The nine bounding charges had been made by hand, and they were intentionally not uniform in weight, size, or power. Some rose only three feet, others seven, and the charges detonated over a period of nearly two seconds as Carmody saw light for the last time.





40


Diane Hines had finally reached the stage in her recovery when she was able to do exercises. The designers of Stahl’s condominium building had equipped the subbasement with a workout room full of weights and exercise machines and a twenty-five-yard indoor swimming pool. She could see that Stahl had been right about the designers. They had misjudged their buyers. During Diane’s first fifteen visits she never saw anyone in the pool or the workout room but Stahl.

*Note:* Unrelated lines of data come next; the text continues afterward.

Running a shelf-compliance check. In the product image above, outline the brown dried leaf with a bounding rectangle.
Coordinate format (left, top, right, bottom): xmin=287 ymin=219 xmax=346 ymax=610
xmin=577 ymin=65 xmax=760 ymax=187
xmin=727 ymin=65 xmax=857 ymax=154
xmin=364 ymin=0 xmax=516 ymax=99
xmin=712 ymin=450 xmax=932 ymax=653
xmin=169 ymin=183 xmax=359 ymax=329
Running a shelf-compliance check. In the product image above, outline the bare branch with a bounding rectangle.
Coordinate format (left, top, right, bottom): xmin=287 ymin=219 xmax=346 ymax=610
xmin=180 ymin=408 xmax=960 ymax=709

The rest of the owners were not people who spent much time in the building. Many of them occupied their condominiums only about ten days a year, when they were in Los Angeles on business, and lived in other countries the rest of the time.

The building was perfect for Diane. There was a short hallway off the entrance to the condominiums with an elevator that worked with a key. She took it to the subbasement level of pool, showers, locker rooms, and exercise room. When the elevator arrived and the doors opened, the lights and air-conditioning came on automatically, and she would go in and do her workout. In the third week of workouts, she had begun making noticeable progress toward the way she had always been.

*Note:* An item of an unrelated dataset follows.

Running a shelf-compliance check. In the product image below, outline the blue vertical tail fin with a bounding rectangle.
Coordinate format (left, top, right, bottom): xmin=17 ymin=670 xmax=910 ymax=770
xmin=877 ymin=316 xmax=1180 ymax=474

Stahl had spent most working hours at his security company lately, but when he came home he would go down to the subbasement with Diane to lift weights, hit the heavy bag, and swim before dinner.

Today she had done more work than usual in the morning, partly to beat the loneliness she felt when Stahl was away.

After Diane moved in, she had gone online and bought a stack of manuals to help her prepare for the police detective exam. She didn’t exactly hide the manuals, but she didn’t show them to Stahl, either. She kept them on the dresser in the spare bedroom. She knew she was delaying a conversation because she wasn’t sure what she wanted to say to him about it. She wasn’t sure she really wanted to transfer. She just didn’t want to be declared unfit to be a bomb technician and have her career end for lack of alternatives.